Tata Chemicals filed a petition in 2006 in the Gujarat High Court against an order by the District Collector, seeking acceptance of the company’s rights to continue to discharge industrial waste water into the sea through the intertidal zone in an area of 200 hectares. The petition was part of an earlier Special Civil Application in 1987, where the company argued that this area was in use by them prior to and after July 1982, when it was declared part of the Marine National Park and Sanctuary, Jamnagar.

The High Court found that no forest clearance or CRZ clearance was obtained by the company, and it kept on discharging its industrial effluent into the area of the Marine Sanctuary by asserting its alleged rights, which had been rejected by the Collector in 2006 and 2007. This had “resulted in causing severe damage to the ecological, faunal, floral, geo-morphologic, natural, zoological and geographical significance of the area declared as Marine Sanctuary.” 

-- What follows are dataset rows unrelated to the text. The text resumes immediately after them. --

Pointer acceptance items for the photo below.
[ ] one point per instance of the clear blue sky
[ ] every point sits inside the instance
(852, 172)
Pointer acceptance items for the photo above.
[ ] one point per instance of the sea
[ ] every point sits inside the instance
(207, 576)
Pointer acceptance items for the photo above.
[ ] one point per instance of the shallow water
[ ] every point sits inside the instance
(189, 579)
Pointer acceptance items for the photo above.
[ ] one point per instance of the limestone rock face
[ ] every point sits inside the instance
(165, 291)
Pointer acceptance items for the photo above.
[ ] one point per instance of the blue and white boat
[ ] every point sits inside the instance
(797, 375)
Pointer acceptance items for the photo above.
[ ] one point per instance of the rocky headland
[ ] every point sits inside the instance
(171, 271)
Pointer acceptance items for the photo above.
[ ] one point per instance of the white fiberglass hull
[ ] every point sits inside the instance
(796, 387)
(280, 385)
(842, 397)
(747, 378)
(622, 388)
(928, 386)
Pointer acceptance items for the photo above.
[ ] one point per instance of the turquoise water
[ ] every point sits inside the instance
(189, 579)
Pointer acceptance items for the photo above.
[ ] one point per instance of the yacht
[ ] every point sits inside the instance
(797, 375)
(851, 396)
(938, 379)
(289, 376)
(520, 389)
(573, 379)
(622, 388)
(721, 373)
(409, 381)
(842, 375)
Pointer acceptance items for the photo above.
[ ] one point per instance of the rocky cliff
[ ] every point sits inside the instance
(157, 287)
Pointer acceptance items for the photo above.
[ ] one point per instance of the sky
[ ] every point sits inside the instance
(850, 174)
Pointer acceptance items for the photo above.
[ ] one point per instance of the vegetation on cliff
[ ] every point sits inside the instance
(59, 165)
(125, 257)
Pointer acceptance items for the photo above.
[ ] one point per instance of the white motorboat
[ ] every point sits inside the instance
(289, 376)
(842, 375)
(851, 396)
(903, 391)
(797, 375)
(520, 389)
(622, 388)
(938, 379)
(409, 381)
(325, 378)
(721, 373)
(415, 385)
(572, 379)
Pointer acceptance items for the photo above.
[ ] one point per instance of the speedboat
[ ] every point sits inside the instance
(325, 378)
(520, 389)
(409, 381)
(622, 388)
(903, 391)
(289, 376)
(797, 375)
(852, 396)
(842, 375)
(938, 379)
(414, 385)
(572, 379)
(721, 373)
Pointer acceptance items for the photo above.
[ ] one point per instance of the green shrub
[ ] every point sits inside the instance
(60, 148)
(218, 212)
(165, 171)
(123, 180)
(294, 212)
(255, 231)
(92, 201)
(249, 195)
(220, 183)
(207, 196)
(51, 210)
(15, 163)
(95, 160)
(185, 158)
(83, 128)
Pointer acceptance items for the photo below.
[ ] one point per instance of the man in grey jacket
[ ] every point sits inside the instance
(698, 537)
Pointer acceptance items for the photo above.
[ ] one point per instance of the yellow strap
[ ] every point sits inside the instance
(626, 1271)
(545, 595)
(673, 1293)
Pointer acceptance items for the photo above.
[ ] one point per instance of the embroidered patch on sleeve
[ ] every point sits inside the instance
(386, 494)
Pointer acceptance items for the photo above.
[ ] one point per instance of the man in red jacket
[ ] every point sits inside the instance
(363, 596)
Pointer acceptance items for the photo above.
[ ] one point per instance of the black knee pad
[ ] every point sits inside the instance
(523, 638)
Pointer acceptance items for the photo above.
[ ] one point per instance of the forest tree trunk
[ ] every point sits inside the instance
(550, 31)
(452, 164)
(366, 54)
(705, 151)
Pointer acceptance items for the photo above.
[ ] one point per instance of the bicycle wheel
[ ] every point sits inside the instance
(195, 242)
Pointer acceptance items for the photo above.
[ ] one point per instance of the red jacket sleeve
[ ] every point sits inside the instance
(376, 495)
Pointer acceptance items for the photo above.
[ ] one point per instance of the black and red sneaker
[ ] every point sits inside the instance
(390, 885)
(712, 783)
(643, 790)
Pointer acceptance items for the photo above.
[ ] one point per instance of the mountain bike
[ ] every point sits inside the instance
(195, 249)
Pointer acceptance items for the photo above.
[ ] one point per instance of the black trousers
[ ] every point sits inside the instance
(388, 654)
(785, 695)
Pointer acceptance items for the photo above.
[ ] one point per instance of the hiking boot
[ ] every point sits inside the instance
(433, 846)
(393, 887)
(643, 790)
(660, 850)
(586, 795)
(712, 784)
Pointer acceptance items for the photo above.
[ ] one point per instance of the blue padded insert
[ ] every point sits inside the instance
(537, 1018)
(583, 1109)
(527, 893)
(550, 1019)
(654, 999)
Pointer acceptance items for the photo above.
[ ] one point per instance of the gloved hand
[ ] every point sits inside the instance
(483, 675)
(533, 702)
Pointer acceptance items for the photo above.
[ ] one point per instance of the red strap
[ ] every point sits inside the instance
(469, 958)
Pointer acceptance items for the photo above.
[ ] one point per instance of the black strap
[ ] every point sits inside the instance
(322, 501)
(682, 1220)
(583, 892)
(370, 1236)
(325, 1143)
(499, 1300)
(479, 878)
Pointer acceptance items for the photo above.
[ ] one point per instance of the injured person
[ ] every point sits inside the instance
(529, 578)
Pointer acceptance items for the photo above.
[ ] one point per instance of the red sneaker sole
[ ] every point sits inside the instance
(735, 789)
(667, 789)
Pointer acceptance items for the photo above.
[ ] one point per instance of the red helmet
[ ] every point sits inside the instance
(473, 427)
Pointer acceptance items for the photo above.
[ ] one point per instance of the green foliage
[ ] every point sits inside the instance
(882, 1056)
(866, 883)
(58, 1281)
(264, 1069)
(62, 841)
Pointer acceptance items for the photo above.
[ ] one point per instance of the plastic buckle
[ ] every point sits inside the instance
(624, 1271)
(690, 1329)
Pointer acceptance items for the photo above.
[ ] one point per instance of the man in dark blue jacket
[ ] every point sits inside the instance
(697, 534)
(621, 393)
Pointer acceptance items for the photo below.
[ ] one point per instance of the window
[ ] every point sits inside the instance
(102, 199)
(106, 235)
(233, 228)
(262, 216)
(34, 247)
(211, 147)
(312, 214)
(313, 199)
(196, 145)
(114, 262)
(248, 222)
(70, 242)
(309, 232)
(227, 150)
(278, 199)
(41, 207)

The company had claimed that GPCB had permitted it to continue discharging effluents, which GPCB had denied on affidavit in 2008 itself. The Court ruled that in any case, once declared a Marine Sanctuary GPCB would not have the authority to do so. Even after the revised standards of waste water for a Soda Ash factory were notified in 2011 by the Ministry of Environment and Forest, the company continued with the illegal discharge. It took 15 years thereafter to lay deep sea closed pipelines with the diffuser base system of discharge.